Even on his lesser releases, Robert Pollard remains utterly mesmerising

Released Dec 9th, 2013 via Fire / By Simon Harper
Robert Pollard - Blazing Gentlemen (Fire Records) Guided By Voices frontman and lynchpin Robert Pollard is notoriously restless. His prolific output would shame practically any other artist, and while even the most recent releases from his much-loved band have strayed from being essential listening, you can usually rely on a new Bob Pollard-penned record containing enough nuggets of ideas to provide some worth.

Before GBV reunited with Let’s Go Eat the Factory, released right at the start of 2012, Pollard somehow managed to juggle his solo records with albums by notable projects including Circus Devils and Boston Spaceships.
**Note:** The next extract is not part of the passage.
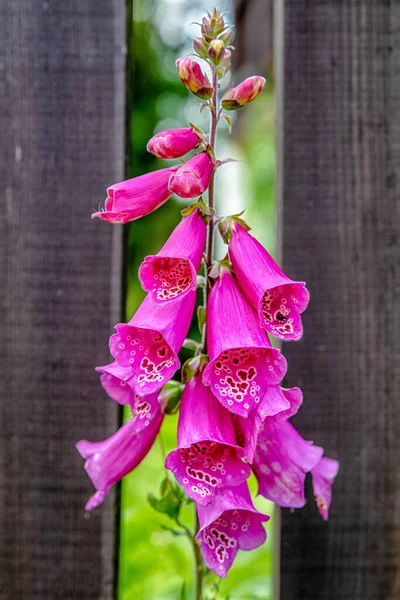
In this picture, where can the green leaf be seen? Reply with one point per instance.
(228, 121)
(183, 591)
(170, 501)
He has such a singular and recognisable songwriting voice that it’s sometimes hard to remember which artist name it is on the sleeve, and there are snatches of Blazing Gentlemen which could easily have appeared in any of these guises.
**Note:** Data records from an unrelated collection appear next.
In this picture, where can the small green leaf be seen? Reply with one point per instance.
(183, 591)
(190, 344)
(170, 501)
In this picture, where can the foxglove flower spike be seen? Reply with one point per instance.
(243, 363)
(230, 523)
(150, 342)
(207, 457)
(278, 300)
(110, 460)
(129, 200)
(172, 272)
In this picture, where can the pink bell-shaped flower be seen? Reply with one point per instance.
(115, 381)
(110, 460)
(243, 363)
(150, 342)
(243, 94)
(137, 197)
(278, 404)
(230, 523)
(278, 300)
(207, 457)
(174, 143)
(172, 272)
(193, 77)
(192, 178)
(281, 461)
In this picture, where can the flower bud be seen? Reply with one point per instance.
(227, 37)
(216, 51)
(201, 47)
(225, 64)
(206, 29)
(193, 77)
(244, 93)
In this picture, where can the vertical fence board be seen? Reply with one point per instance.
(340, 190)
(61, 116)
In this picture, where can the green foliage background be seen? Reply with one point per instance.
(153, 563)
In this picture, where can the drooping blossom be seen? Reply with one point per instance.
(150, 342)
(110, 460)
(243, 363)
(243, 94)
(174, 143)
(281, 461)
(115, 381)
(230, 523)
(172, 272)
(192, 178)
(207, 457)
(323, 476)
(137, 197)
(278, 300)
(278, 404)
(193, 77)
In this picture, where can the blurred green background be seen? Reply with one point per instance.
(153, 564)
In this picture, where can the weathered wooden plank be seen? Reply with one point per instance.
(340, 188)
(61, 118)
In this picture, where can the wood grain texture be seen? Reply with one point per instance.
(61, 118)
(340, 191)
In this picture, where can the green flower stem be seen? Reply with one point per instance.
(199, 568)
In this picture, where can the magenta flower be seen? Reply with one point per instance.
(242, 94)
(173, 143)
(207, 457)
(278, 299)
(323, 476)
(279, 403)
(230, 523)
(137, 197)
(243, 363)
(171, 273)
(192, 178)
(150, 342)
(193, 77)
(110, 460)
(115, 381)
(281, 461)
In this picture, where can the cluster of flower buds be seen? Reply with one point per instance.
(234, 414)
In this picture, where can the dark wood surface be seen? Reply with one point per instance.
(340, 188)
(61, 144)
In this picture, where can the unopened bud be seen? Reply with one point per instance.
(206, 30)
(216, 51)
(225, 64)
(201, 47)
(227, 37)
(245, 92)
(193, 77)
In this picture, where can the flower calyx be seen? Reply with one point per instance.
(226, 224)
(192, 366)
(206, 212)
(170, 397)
And that’s part of the beauty of his songwriting, even when - as with stretches of this latest release - it doesn’t stand up to past glories, because he knows and plays to his strengths, however consistently inconsistent he might be. The sweetly melodic ‘This Place Has Everything’ barely lasts for a single minute, yet it captures the essence of everything that makes Pollard such an intriguing and often frustrating figure, with glimpses of magic surrounded by the truly workmanlike.

At its best, though, this outing finds Pollard sounding reinvigorated. The title track especially is a typically strident slice of anthemic rock; it’s a punch-the-air moment cloaked in a cocksure riff and strutting delivery - a hugely entertaining distillation of the kind of 1960s and 1970s British rock staples that have proved so influential on his songwriting. Few of the songs here match such heights, but there’s a lot to be said for good will, and on the basis of past triumphs Pollard deserves to be indulged more than many.

Like most of Pollard’s output of recent years, this collection of songs is a curate’s egg - the listener’s never too far away from a glimpse of his extraordinary nous for a riff or a hook, even if it means sitting through plenty more solid yet unspectacular offerings to get to the real gems. Blazing Gentlemen is overall too uneven to be a good starting point for complete newcomers to the Pollard canon, and doesn’t reach for the same kind of greatness which has permeated his most satisfying records. But it ought to please devotees, and is nevertheless a timely reminder of why he remains such a fascinating - and revered - songwriter, flaws and all.